Namun, penurunan angka ini diminta untuk tidak menjadi acuan bahwa perilaku hakim sudah semakin baik.
"Melihat tren yang terjadi, memang terdapat penurunan kuantitas sejak tiga tahun terakhir. Namun, kita tidak bisa mengambil simpulan terlalu cepat untuk menyatakan bahwa hakim makin baik perilakunya," kata Farid melalui keterangan tertulisnya, Kamis (29/12/2016).
Pernyataan tersebut disampaikan Komisioner KY, Farid Wajdi, menanggapi hasil catatan Mahkamah Agung (MA) yang dipaparkan dalam konferensi pers refleksi akhir tahun di Kompleks MA, Jakarta, kemarin, Rabu (28/12/2016).
MA menyebutkan bahwa jumlah hakim yang disidangkan MKH pada 2014 sebanyak 13 orang, kemudian pada 2015 sebanyak enam orang, dan per 27 Desember 2016 hanya berjumlah tiga orang.
Kemudian, MA menyebut bahwa sepanjang 2016 hanya dua orang hakim dipecat alias diberhentikan dengan hormat. Jumlah ini lebih sedikit dibanding 2015 yang sebanyak enam orang.
Farid mengatakan, Tim Analisis Media KY mencatat, sepanjang 2016 saja terdapat 28 pejabat pengadilan yang bermasalah dan kasusnya mencuat ke media.
Rinciannya, lima orang yang bermasalah itu merupakan pejabat pengadilan nonhakim dan 23 orang lainnya merupakan hakim.
Selain itu, lanjut Farid, sejak Februari 2016 hingga awal September 2016 masih ada aparat pengadilan, khususnya hakim, yang ditangkap dalam operasi tangkap tangan (OTT) oleh Komisi Pemberantasan Korupsi (KPK).
Begitu juga dengan catatan laporan pengaduan di internal KY mengenai dugaan pelanggaran kode etik hakim. Farid mengatakan, jumlahnya tidak jauh berbeda dari tahun sebelumnya.
"Sehingga, penurunan dari jumlah MKH tidak bisa jadi acuan," kata dia.
Farid juga mengakui bahwa jumlah hakim bermasalah dan disidangkan dalam MKH semakin menurun pasca-kenaikan gaji hakim melalui PP 94/2012. Namun, bukan berarti kebijakan ataupun sistem yang diterapkan sudah tepat.

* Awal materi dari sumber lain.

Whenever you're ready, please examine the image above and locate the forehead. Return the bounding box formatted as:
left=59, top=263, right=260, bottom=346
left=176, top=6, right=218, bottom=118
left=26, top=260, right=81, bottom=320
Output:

"Signifikansi PP 94/2012 tentang Hak Keuangan dan Fasilitas Hakim dalam berkontribusi menekan kebutuhan hakim untuk bertindak buruk memang benar adanya. Tapi, apakah ia (kenaikan gaji menjadi) satu-satunya solusi lantas semua masalah selesai? Tentu saja tidak," ujar Farid.